Scroll Top
blue-moon-safari-vegyn

Moon Safari : quand Vegyn revisite le chef-d’œuvre d’Air… pour le meilleur ou pour le superflu ?

Le 11 avril 2025, à l’occasion du Record Store Day, Vegyn a dévoilé Blue Moon Safari, une réinterprétation complète de l’album culte Moon Safari du duo français Air, 25 ans après sa sortie. Une initiative ambitieuse, qui interroge autant qu’elle intrigue. Peut-on réellement revisiter une œuvre aussi fondatrice sans en trahir l’essence ? Peut-on apporter quelque chose de neuf à un disque déjà considéré comme intemporel, voire sacré ? Retour sur une relecture qui divise, entre hommage respectueux et exercice de style.

Moon Safari, icône de la French Touch

Sorti en 1998, Moon Safari s’est imposé comme une pièce maîtresse de la French Touch. Avec ses textures aériennes, ses basses douces, ses claviers analogiques et son esthétique lounge futuriste, l’album a marqué un tournant dans la musique électronique française, et au-delà. Des titres comme « La Femme d’Argent », « Sexy Boy » ou « All I Need » sont rapidement devenus des classiques. L’album, produit par Jean-Benoît Dunckel et Nicolas Godin, a su conjuguer élégance pop et audace électronique, contribuant à l’exportation du son français sur la scène internationale.

Pour célébrer les 25 ans de cet album culte, le duo versaillais s’est même rabiboché pour offrir à ses fans une tournée pour redécouvrir l’album dans son entièreté et un best-of du groupe en version Live.


Vegyn, producteur à contre-courant

Pour revisiter une œuvre aussi emblématique, il fallait un artiste à la personnalité forte. Vegyn — alias Joe Thornalley — n’est pas un inconnu : producteur londonien réputé pour ses collaborations avec Frank Ocean ou Travis Scott, il incarne une forme d’électronique déstructurée, instinctive, glitchée, souvent plus cérébrale qu’hédoniste. En acceptant l’invitation du label Aircheology pour produire une toute nouvelle version de Moon Safari, il a fait le pari d’appliquer sa grammaire expérimentale à un univers à l’esthétique beaucoup plus douce et harmonieuse.

Blue Moon Safari : une relecture complète, pas un simple remix

Loin d’un projet de remix traditionnel, le Blue Moon Safari de 2025 se présente comme une réinvention de l’album original.
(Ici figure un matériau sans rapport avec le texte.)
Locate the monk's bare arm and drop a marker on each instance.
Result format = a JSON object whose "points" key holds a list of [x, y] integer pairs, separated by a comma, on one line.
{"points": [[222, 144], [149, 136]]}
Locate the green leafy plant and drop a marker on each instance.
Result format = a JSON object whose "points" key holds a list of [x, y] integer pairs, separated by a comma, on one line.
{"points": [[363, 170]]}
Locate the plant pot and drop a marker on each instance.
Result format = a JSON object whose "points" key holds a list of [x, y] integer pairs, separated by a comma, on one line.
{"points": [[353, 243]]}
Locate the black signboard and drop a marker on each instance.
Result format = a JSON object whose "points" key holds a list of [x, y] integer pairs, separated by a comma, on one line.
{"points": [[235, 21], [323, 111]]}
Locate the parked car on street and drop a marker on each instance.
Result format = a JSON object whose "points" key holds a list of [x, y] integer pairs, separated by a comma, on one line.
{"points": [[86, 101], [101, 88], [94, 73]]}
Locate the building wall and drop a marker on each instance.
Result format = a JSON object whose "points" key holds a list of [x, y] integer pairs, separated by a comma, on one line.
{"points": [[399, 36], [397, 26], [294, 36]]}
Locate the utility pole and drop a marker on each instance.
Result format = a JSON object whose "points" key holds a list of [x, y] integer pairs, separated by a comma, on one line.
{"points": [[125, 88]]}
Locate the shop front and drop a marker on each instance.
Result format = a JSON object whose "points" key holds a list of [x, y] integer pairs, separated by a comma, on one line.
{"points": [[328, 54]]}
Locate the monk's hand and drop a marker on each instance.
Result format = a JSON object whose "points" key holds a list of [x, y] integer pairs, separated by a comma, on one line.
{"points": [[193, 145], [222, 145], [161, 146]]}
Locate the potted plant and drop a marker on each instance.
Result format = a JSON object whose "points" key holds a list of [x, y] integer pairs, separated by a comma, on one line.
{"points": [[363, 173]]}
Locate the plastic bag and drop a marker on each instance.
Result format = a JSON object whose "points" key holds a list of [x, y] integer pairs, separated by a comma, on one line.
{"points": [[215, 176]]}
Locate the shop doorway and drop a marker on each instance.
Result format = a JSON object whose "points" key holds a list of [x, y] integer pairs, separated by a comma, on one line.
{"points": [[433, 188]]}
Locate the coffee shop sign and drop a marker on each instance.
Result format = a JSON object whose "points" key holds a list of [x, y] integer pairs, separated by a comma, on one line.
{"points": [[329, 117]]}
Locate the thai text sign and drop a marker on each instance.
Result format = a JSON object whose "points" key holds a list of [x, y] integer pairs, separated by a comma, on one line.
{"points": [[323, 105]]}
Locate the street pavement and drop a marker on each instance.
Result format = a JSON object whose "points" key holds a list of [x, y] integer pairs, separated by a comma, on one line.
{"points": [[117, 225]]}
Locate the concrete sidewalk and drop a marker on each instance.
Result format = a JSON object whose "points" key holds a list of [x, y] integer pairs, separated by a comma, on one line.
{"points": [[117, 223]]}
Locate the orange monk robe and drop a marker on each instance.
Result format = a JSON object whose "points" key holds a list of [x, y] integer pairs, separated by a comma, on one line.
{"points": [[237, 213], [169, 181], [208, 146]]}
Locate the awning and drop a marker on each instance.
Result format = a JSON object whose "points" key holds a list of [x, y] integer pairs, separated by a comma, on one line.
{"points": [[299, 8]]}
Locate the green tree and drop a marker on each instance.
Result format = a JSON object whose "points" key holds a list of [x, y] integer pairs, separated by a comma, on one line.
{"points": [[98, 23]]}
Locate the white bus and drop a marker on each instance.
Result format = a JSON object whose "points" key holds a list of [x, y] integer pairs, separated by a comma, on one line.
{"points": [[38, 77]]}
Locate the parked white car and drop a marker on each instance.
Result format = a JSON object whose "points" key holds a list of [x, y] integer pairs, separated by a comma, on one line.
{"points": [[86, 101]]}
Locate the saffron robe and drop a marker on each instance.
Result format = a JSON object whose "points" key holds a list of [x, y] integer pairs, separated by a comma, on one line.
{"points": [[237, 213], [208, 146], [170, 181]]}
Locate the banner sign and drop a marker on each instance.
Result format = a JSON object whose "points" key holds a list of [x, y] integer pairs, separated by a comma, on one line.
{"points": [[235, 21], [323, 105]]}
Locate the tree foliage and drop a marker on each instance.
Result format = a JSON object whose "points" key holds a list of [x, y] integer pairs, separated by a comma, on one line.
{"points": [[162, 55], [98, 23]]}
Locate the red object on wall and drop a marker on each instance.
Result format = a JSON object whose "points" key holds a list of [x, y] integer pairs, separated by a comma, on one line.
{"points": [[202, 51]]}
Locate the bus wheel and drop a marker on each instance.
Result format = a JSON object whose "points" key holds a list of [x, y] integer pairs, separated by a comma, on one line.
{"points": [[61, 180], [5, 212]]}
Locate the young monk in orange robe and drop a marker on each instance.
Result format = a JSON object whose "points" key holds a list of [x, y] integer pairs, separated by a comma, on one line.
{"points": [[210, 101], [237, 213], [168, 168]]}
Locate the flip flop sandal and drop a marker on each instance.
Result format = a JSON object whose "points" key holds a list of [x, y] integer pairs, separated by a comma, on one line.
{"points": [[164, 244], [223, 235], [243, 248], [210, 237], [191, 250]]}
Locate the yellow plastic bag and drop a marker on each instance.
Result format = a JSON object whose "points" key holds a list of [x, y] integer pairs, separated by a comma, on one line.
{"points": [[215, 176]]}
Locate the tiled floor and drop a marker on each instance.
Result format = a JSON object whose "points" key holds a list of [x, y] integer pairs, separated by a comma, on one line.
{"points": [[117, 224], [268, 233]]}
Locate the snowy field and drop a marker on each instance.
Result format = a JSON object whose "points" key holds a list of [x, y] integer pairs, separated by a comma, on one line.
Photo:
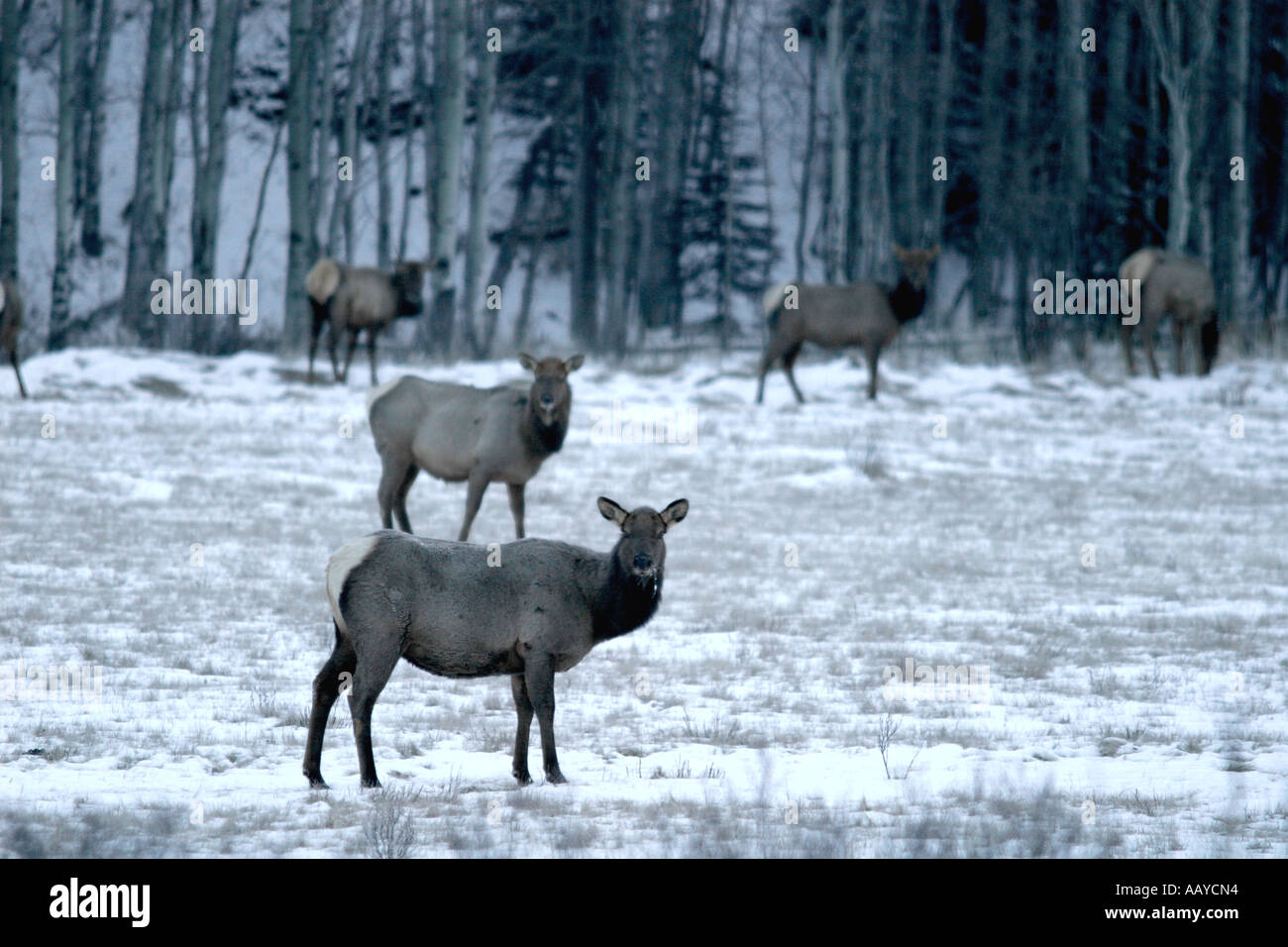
{"points": [[1106, 558]]}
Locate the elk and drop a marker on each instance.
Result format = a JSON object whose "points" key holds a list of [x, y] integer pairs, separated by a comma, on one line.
{"points": [[11, 324], [862, 313], [359, 298], [1180, 286], [450, 609], [476, 434]]}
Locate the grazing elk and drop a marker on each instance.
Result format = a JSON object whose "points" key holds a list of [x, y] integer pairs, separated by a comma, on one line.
{"points": [[11, 324], [359, 298], [863, 313], [1180, 286], [451, 611], [476, 434]]}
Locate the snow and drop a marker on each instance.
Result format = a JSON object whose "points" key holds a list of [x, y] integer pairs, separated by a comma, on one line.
{"points": [[174, 534]]}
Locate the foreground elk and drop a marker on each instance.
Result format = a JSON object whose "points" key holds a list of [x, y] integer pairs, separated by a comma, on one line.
{"points": [[475, 434], [1180, 286], [451, 609], [355, 298], [863, 313], [11, 324]]}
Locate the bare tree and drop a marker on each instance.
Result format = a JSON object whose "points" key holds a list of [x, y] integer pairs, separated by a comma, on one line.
{"points": [[150, 206], [1239, 286], [450, 127], [93, 118], [351, 144], [621, 167], [299, 141], [11, 27], [838, 196], [210, 155], [1181, 38], [480, 341], [874, 252], [64, 182], [384, 62]]}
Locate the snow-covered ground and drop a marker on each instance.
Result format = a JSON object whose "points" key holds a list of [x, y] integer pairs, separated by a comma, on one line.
{"points": [[1106, 557]]}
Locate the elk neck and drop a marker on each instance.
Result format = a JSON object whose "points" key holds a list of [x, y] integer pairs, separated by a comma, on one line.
{"points": [[906, 300], [541, 440], [623, 603]]}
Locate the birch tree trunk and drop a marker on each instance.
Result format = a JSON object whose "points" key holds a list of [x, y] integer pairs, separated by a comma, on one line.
{"points": [[94, 102], [351, 146], [480, 339], [325, 182], [622, 183], [11, 27], [146, 257], [1180, 54], [210, 161], [1239, 285], [64, 184], [450, 128], [944, 85], [584, 285], [874, 257], [838, 197], [384, 60], [806, 162], [299, 138]]}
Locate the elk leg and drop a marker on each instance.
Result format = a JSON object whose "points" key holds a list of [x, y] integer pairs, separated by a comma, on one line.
{"points": [[326, 688], [369, 681], [523, 707], [473, 499], [765, 365], [516, 508], [1127, 354], [333, 343], [789, 361], [13, 360], [874, 354], [390, 480], [540, 674], [318, 321], [400, 497], [1149, 350], [348, 355]]}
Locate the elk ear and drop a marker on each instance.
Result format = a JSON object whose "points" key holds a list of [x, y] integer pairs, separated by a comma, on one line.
{"points": [[612, 510], [675, 512]]}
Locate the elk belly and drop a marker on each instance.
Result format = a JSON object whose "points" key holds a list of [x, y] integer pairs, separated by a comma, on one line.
{"points": [[462, 663]]}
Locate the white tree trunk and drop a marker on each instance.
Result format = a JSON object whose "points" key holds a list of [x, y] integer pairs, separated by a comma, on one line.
{"points": [[450, 129]]}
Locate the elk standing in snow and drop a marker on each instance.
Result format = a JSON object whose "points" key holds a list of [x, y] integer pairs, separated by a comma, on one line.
{"points": [[863, 313], [476, 434], [352, 299], [449, 609]]}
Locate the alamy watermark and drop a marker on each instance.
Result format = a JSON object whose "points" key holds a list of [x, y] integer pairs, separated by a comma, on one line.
{"points": [[206, 298], [644, 425], [913, 682], [24, 682], [1087, 298]]}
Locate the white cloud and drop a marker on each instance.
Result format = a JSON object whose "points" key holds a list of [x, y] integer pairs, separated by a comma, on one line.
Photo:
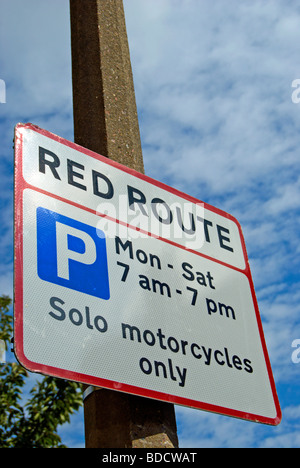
{"points": [[213, 88]]}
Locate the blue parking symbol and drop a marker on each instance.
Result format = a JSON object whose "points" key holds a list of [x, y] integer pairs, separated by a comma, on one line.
{"points": [[71, 254]]}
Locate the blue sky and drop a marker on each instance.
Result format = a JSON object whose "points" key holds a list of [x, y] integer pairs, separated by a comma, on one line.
{"points": [[213, 85]]}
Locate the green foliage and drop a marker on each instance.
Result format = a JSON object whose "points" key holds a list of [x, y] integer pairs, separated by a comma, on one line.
{"points": [[32, 424]]}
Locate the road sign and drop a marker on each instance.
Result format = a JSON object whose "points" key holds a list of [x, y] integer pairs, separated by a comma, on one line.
{"points": [[125, 283]]}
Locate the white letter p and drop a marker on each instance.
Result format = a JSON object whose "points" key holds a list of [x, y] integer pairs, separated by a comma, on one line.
{"points": [[64, 254]]}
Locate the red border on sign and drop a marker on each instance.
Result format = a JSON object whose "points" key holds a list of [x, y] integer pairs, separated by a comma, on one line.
{"points": [[20, 186]]}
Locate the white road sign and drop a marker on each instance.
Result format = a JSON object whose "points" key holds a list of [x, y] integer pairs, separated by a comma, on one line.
{"points": [[124, 283]]}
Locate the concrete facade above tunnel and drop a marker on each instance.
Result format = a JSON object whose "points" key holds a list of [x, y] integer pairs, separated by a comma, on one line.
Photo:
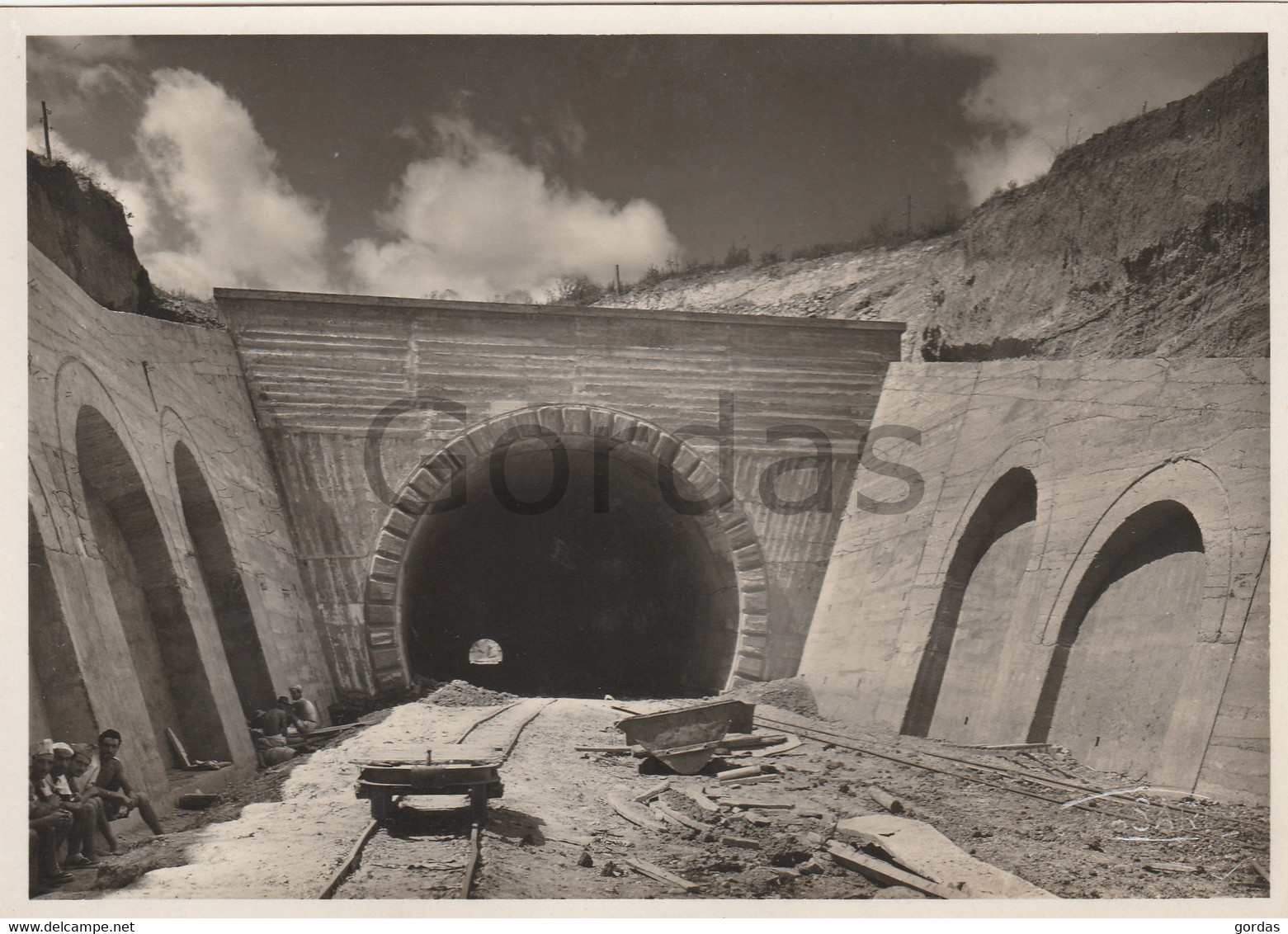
{"points": [[727, 530], [355, 394], [1086, 567]]}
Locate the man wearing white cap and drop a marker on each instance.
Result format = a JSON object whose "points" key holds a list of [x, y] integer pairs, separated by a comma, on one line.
{"points": [[80, 840], [305, 714]]}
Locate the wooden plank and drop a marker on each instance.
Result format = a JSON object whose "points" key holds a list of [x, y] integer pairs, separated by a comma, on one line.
{"points": [[921, 849], [792, 743], [766, 804], [753, 780], [885, 799], [680, 817], [661, 875], [736, 775], [351, 861], [1012, 748], [742, 741], [178, 748], [886, 874], [653, 793], [634, 814], [700, 799]]}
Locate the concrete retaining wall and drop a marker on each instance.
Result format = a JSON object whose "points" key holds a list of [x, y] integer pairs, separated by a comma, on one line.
{"points": [[134, 390], [1102, 441]]}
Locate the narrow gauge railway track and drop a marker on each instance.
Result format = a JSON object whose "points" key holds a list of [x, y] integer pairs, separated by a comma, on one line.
{"points": [[440, 853]]}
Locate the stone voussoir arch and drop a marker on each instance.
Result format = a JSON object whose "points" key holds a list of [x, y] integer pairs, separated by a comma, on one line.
{"points": [[638, 441], [1196, 487]]}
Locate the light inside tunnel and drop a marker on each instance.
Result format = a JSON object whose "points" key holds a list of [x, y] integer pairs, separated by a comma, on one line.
{"points": [[606, 590]]}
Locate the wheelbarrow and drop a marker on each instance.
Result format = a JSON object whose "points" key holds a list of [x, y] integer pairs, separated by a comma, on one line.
{"points": [[686, 738], [474, 778]]}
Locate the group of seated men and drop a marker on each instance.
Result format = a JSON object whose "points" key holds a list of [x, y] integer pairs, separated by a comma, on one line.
{"points": [[75, 793], [270, 727]]}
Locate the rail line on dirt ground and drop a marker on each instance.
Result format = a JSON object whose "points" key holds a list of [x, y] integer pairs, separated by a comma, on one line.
{"points": [[478, 812]]}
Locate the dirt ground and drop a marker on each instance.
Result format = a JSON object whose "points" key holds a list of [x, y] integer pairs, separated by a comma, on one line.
{"points": [[554, 833]]}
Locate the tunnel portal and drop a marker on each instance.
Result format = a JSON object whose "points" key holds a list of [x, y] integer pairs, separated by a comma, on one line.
{"points": [[587, 578]]}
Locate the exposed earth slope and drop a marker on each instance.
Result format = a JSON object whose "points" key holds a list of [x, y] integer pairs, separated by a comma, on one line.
{"points": [[1150, 238]]}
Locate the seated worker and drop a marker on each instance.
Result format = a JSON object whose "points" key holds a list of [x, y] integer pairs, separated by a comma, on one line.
{"points": [[114, 787], [84, 769], [80, 840], [270, 728], [305, 714], [48, 826]]}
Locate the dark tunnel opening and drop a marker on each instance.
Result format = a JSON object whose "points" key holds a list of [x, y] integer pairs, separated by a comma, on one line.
{"points": [[608, 590]]}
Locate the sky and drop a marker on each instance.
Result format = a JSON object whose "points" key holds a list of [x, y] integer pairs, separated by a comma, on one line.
{"points": [[493, 167]]}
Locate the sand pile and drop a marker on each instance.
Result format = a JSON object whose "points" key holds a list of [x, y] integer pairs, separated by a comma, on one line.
{"points": [[464, 695]]}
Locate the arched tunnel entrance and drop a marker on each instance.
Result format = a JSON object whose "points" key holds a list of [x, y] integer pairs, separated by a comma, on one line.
{"points": [[569, 555]]}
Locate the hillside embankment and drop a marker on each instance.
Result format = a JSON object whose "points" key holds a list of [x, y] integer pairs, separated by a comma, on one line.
{"points": [[1150, 238]]}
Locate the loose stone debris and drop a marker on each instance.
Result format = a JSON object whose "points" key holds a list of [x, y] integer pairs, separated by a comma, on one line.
{"points": [[585, 825]]}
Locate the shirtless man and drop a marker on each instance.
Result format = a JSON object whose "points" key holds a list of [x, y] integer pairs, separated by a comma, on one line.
{"points": [[114, 787], [305, 714], [85, 790]]}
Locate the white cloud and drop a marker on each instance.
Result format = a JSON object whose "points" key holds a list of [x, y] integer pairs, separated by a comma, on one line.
{"points": [[1046, 93], [240, 222], [477, 220]]}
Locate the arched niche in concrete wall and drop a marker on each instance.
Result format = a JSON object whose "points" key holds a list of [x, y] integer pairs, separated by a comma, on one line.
{"points": [[537, 576], [959, 665], [59, 702], [144, 589], [224, 585], [1123, 649]]}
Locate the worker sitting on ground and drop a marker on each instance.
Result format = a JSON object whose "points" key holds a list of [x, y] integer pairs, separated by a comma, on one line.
{"points": [[84, 771], [270, 728], [80, 840], [114, 787], [305, 714], [48, 826]]}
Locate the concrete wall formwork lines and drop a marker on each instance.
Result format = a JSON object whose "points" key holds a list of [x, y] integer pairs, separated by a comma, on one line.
{"points": [[155, 384], [325, 370], [1102, 440]]}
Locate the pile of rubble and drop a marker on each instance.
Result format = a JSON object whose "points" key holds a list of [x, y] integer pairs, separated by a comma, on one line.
{"points": [[464, 695]]}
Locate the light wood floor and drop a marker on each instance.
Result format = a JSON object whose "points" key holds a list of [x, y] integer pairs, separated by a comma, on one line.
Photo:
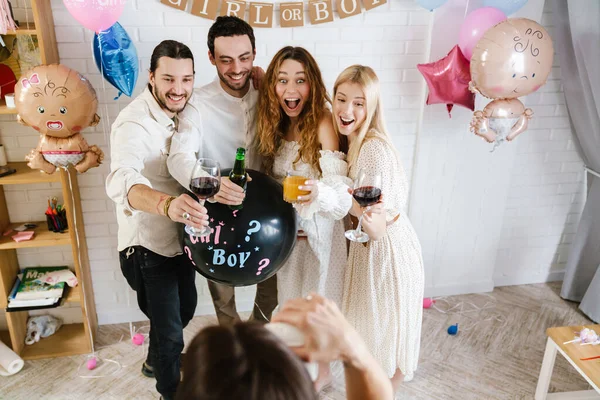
{"points": [[497, 354]]}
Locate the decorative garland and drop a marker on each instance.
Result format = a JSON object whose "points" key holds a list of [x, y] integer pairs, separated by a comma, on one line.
{"points": [[261, 14]]}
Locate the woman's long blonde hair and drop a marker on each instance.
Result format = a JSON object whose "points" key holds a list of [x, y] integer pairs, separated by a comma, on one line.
{"points": [[273, 122], [374, 125]]}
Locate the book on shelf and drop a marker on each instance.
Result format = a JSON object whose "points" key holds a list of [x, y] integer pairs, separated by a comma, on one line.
{"points": [[31, 288], [32, 304]]}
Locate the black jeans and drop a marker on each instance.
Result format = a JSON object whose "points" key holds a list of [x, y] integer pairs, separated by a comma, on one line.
{"points": [[166, 293]]}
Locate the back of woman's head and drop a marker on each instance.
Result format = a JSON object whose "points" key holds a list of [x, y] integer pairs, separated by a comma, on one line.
{"points": [[245, 362]]}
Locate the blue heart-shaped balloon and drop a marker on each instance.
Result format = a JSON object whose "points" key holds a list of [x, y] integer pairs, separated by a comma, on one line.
{"points": [[116, 58]]}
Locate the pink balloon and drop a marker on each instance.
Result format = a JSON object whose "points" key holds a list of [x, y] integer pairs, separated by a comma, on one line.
{"points": [[448, 81], [475, 25], [96, 15]]}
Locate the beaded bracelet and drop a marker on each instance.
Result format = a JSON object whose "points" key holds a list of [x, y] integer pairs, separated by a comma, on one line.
{"points": [[167, 205]]}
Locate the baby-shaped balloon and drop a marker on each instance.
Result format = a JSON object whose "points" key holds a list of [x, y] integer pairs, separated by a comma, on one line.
{"points": [[512, 59], [59, 103]]}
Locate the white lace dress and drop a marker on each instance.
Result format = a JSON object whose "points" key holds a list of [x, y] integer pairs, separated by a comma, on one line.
{"points": [[383, 290], [317, 263]]}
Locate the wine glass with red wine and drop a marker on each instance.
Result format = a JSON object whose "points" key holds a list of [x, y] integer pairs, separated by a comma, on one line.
{"points": [[366, 192], [204, 183]]}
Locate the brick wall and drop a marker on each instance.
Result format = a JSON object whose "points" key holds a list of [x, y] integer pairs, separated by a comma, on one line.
{"points": [[546, 193]]}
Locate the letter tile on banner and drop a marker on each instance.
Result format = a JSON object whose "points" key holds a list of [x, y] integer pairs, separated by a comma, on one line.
{"points": [[370, 4], [233, 7], [261, 15], [348, 8], [291, 14], [205, 8], [178, 4], [320, 11]]}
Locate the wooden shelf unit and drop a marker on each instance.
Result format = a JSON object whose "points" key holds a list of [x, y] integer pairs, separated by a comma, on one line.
{"points": [[43, 28], [70, 339]]}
Chaque morceau a été déconstruit, puis réassemblé selon les codes esthétiques propres à Vegyn : nappes sonores troublées, beats cassés, ambiance minimaliste voire abstraite. Le résultat ? Une version introspective et parfois méconnaissable du Moon Safari que l’on connaît.

Certains morceaux, comme « Ce Matin Là », perdent leur douceur pastorale au profit d’un traitement plus sombre, presque granuleux. D’autres, comme « New Star in the Sky », gagnent en mystère mais perdent en lisibilité mélodique. C’est à la fois déroutant… et parfois frustrant.

La question centrale posée par cette version de Blue Moon Safari dépasse le simple cadre du remix : peut-on revisiter une œuvre parfaite sans la dénaturer ? Dans ce cas précis, la réponse semble pencher du côté du non. Car même si Vegyn apporte sa patte, il ne parvient pas à transcender l’original. Son interprétation, bien que dense, apparaît comme un exercice de style qui manque d’âme. Elle intéresse l’oreille mais ne bouleverse pas le cœur.

On touche ici à une limite fréquente dans l’art de la relecture : à trop déconstruire, on finit par perdre le fil émotionnel qui liait l’auditeur à l’œuvre originale.

Conclusion : une expérience à écouter

La version de Blue Moon Safari par Vegyn mérite d’être écouté, ne serait-ce que pour l’exercice qu’il représente : une tentative de collision entre deux univers musicaux très différents. C’est une expérience auditive, presque conceptuelle, qui plaira aux amateurs d’électronique expérimentale. Mais pour les amoureux de Moon Safari, cette relecture risque de laisser un goût de trop peu, ou de trop loin. Car certains albums n’ont pas besoin d’être revisités : ils existent hors du temps, complets dès leur naissance.